Ah, the joys of following the Northern Ireland news. Every so often, you get served up the kind of insanity that only the combination of parochial religious zealotry and a genuine 17th-century mindset can provide.
This week, it seems that the DUP councillors in Newtownabbey, evidently nostalgic for the days of the Life of Brian controversy, elected to force a shutdown of the Reduced Shakespeare Company’s The Bible: The Complete Word of God (Abridged), just a week before performance time. Because, hey, there’s nothing more important going on in Northern Ireland than a slapstick play that might put a few religious noses out of joint.
Let’s just clarify here: this is the Reduced Shakespeare Company that has been in existence for three decades and has been a fixture on the London theatre scene for much of that time. This is a show that has been around for nearly 20 years, winning awards, being performed around the world in numerous languages. And this is the DUP councillors standing up en masse and doing their best to bully the local arts board into shutting it down without a vote.

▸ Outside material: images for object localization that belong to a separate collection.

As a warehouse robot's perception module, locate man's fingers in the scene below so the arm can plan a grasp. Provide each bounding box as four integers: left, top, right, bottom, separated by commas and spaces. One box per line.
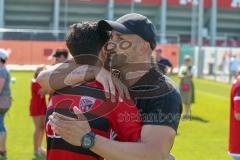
73, 106, 87, 121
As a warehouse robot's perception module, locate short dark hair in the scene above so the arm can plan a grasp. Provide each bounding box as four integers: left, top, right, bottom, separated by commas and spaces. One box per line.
66, 22, 110, 63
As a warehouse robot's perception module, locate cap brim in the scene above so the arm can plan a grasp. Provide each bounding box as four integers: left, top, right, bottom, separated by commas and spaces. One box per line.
98, 20, 133, 34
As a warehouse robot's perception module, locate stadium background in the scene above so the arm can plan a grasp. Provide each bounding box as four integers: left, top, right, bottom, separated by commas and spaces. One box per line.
0, 0, 240, 77
0, 0, 240, 160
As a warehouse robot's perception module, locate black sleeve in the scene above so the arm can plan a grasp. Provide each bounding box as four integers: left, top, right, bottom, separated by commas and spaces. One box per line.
142, 90, 182, 131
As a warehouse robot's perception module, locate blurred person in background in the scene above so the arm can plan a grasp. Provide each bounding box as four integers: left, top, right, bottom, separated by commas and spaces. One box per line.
30, 66, 47, 160
155, 48, 173, 75
229, 54, 240, 83
0, 49, 11, 160
228, 70, 240, 160
219, 53, 230, 82
178, 55, 194, 119
52, 49, 69, 64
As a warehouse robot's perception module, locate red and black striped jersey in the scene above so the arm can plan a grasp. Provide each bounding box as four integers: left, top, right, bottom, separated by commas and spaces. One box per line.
46, 82, 142, 160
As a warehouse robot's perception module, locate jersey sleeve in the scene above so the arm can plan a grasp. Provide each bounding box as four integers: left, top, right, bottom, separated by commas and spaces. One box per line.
233, 92, 240, 113
110, 102, 142, 142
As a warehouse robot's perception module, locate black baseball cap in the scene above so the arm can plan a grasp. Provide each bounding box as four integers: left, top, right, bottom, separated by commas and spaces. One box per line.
52, 49, 68, 58
98, 13, 157, 50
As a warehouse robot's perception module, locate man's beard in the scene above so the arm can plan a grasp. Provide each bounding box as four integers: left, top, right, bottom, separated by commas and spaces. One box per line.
110, 54, 128, 70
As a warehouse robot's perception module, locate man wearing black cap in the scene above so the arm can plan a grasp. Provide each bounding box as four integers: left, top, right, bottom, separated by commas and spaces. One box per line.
47, 13, 182, 160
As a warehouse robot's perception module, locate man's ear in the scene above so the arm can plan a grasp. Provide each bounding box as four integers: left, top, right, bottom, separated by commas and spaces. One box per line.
141, 42, 152, 54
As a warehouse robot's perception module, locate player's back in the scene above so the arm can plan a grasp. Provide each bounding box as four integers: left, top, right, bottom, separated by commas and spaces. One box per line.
46, 82, 141, 160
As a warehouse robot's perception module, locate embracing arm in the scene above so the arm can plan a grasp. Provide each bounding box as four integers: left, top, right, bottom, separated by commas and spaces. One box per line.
91, 125, 176, 160
37, 63, 99, 91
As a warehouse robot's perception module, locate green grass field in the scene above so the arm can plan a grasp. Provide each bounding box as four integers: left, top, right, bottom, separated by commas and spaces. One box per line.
6, 72, 230, 160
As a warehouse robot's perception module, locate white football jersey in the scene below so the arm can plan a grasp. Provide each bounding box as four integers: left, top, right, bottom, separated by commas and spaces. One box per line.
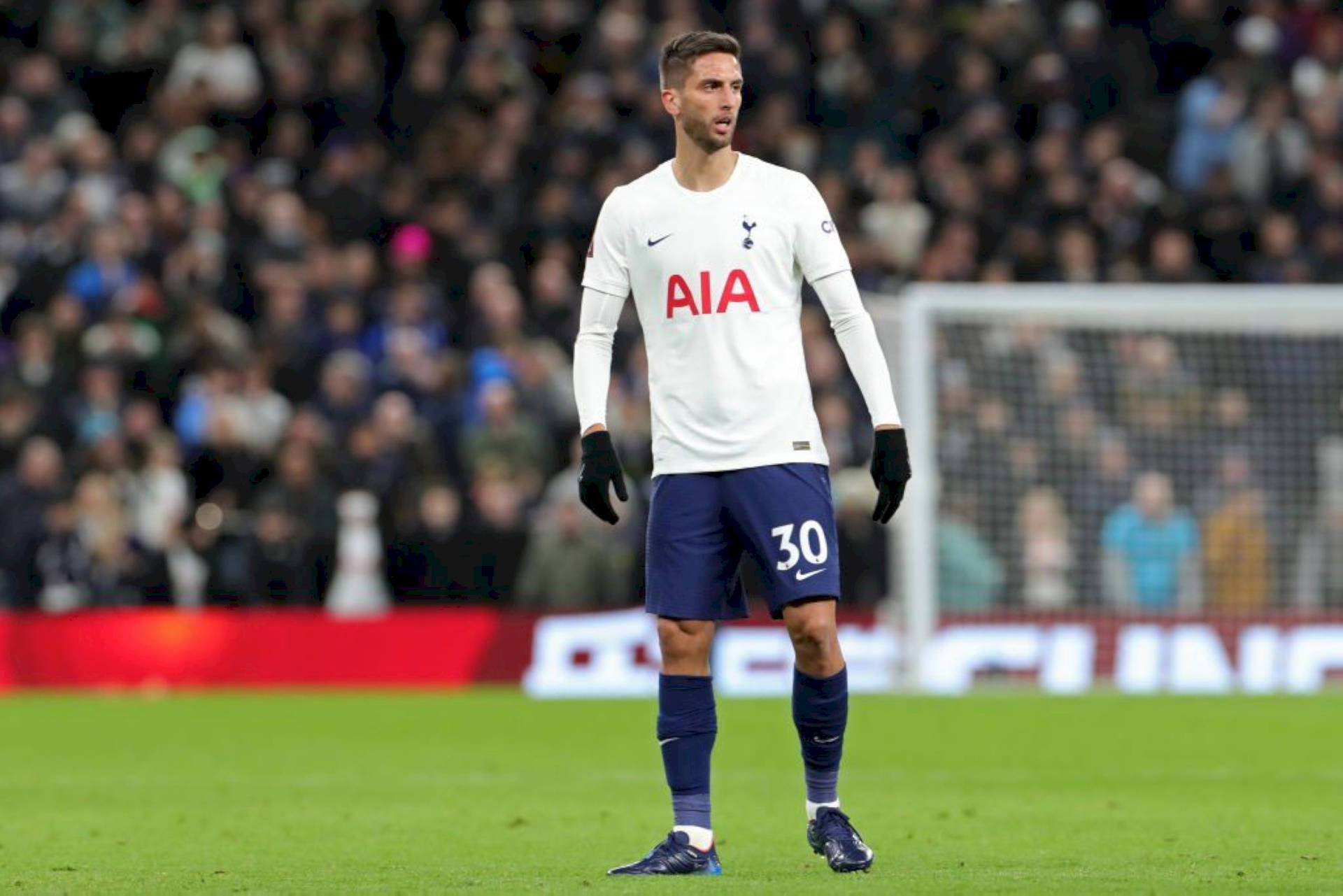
583, 153, 848, 476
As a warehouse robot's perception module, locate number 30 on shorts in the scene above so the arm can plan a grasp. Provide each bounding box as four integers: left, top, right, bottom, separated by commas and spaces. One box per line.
769, 520, 830, 572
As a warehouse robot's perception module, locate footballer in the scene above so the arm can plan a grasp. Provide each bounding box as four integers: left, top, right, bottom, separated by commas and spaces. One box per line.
574, 31, 909, 874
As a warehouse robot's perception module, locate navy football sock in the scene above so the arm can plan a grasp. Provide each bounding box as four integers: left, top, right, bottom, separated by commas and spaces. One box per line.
793, 667, 848, 803
658, 676, 718, 827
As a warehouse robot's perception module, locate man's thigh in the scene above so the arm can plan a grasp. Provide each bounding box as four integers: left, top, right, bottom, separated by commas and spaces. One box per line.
645, 473, 747, 619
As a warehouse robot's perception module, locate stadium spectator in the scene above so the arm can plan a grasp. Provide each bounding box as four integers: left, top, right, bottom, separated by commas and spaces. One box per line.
937, 492, 1006, 611
1203, 486, 1270, 611
1016, 488, 1073, 610
0, 0, 1343, 606
516, 489, 634, 610
1101, 473, 1203, 610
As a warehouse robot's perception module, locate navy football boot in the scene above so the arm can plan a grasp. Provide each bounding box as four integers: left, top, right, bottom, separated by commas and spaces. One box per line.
606, 830, 723, 874
807, 806, 872, 872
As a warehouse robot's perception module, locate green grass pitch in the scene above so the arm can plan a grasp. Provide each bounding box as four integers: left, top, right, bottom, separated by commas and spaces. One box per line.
0, 690, 1343, 895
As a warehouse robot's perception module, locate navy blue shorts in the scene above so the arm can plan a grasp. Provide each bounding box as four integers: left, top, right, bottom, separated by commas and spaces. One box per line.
645, 464, 839, 619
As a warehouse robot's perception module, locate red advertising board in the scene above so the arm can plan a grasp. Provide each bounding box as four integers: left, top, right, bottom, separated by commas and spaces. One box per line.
0, 607, 1343, 699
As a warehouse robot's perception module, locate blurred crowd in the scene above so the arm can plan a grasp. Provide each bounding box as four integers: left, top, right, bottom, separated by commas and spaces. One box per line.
0, 0, 1343, 610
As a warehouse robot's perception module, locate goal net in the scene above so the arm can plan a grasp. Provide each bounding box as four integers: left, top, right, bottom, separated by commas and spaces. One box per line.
873, 285, 1343, 692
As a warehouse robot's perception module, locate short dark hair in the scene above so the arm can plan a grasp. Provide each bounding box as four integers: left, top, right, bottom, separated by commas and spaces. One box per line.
658, 31, 741, 90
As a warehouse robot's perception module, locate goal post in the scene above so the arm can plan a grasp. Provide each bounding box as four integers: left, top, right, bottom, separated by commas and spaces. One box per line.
867, 283, 1343, 690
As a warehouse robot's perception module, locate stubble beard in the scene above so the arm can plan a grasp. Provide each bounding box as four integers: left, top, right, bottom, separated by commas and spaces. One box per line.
681, 115, 736, 153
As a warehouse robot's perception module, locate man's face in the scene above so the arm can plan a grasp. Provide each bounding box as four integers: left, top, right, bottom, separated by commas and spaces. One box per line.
662, 52, 741, 152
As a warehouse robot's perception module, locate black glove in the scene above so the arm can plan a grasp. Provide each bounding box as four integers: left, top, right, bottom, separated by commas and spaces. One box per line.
872, 429, 911, 522
579, 430, 630, 525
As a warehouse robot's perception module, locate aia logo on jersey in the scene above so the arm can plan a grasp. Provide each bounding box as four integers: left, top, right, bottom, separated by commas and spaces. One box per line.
667, 267, 760, 320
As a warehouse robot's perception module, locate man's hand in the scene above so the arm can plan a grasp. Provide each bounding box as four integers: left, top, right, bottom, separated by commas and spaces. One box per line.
579, 430, 630, 525
872, 429, 911, 522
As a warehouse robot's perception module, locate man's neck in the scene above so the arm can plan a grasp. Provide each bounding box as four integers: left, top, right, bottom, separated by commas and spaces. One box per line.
672, 133, 740, 194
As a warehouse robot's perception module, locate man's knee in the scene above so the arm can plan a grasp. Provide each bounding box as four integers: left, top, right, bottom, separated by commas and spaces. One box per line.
788, 614, 838, 651
658, 617, 713, 664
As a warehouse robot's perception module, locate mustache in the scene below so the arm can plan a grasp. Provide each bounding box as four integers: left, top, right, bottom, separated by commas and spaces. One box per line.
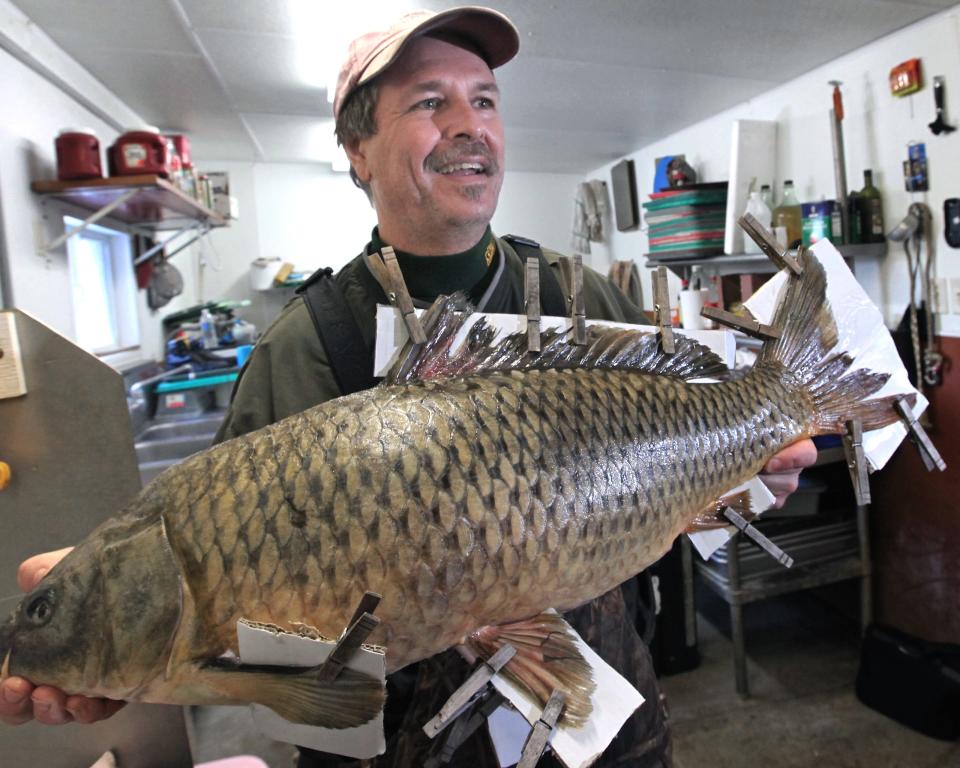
424, 141, 500, 175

It would be funny if it weren’t so predictable. The combination of political power with the certainty of religious faith brings tends to results in the shutdown of dissenting points of view. Underdog sects and religions can favour freedom of conscience, but history shows that when the boot’s on the other foot, attitudes change. After all, when you’re in possession of the ultimate truth, isn’t it a public good if that’s the only truth that’s going to get promoted?
The trend towards secular government is one that took a long time to hit Ireland, and arguably it still hasn’t hit the North. Everywhere else, there has been pushback, in the form of Texas creationists altering school textbooks, Islamist efforts to marginalise secular Turkish youth, or a UKIP councillor linking gay marriage to recent floods. In Northern Ireland, the linkage between religion and the sectarian divide and the fact that parties from either extreme hold the whip hand means that it’s not so much pushback as an effort to hold onto power (something the Unionists have been doing for decades).
There’s no indication that anyone involved in cancelling the play had actually seen it, or had any interest in seeing it. Whether their chief interest was in “defending Christian values”, grandstanding for a few more votes or simply throwing their weight around, they both overstepped the mark in terms of their electoral mandate and completely undershot in terms of doing something of benefit for the people of Newtownabbey.